The Faith-Based Dogma of Tescreal
01:25:57

The video concludes by arguing that Tescreal is fundamentally a faith-based dogma, similar to a religion, despite its emphasis on data and logic. It cannot conceive of intangible concepts such as the soul or even the true complexity of the brain. Tescrealists, like Ray Kurzweil, believe everything can be reduced to data, with humans ultimately merging with machines as 'pure data'. This belief trivializes the nuanced biological reality of human consciousness and the vast knowledge gaps in understanding the brain. Mark Andreessen's philosophy of limitless energy and technological accumulation, where 'more is always better', embodies Tescreal's core tenets. Tescreal appeals to billionaires and tech elites by offering an escape from the consequences of capitalism (Mars colonies, mind uploading) and rationalizing environmental destruction as necessary for a posthuman future. The video characterizes Tescreal as a 'conspiratorial thinking' narrative that provides a false sense of hope and absolution in uncertain times, much like QAnon. It argues that Tescreal reinforces capitalist impulses and distracts from structural critiques of history and society.
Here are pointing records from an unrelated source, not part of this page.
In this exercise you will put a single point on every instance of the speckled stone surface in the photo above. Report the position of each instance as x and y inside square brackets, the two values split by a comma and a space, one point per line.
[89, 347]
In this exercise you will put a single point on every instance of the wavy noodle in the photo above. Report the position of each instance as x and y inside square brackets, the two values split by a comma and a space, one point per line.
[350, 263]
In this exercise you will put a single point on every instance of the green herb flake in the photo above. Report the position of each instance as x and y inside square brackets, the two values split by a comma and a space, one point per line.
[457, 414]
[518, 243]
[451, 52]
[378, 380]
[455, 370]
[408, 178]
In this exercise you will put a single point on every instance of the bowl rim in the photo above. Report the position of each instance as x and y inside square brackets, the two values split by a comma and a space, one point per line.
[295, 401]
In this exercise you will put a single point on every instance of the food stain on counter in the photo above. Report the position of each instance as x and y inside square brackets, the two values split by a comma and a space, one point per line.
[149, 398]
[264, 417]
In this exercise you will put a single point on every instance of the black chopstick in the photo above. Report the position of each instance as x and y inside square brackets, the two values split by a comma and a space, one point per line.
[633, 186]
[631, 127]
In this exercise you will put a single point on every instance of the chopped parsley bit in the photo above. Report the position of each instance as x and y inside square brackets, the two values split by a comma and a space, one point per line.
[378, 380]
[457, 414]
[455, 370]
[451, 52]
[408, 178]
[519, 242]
Reclaiming the Future: Imagination and Community
01:31:09

The video advocates for telling our own stories and envisioning alternative futures, contrasting Tescreal's 'invented past' and 'mythical future' with James Baldwin's view that accepting and learning from the past is crucial. It quotes Ruha Benjamin, who critiques the tech elite's ability to imagine fantastical technological futures while failing to envision social realities where everyone lives a good life. Benjamin proposes 'ustopias'—futures we create together when 'wide awake', emphasizing that technology's impact is shaped by human values and choices. She highlights community-driven technological solutions, such as those led by indigenous technologists to preserve languages or improve local food distribution, as examples of technology serving communities from the ground up. The video calls for overcoming a 'crisis of imagination' where creative endeavors are often co-opted to serve unsustainable consumption and growth. It urges viewers to engage in communal dialogue and envision robust, visionary, and realistic futures, acknowledging that this requires dismantling existing systems of inequality and power.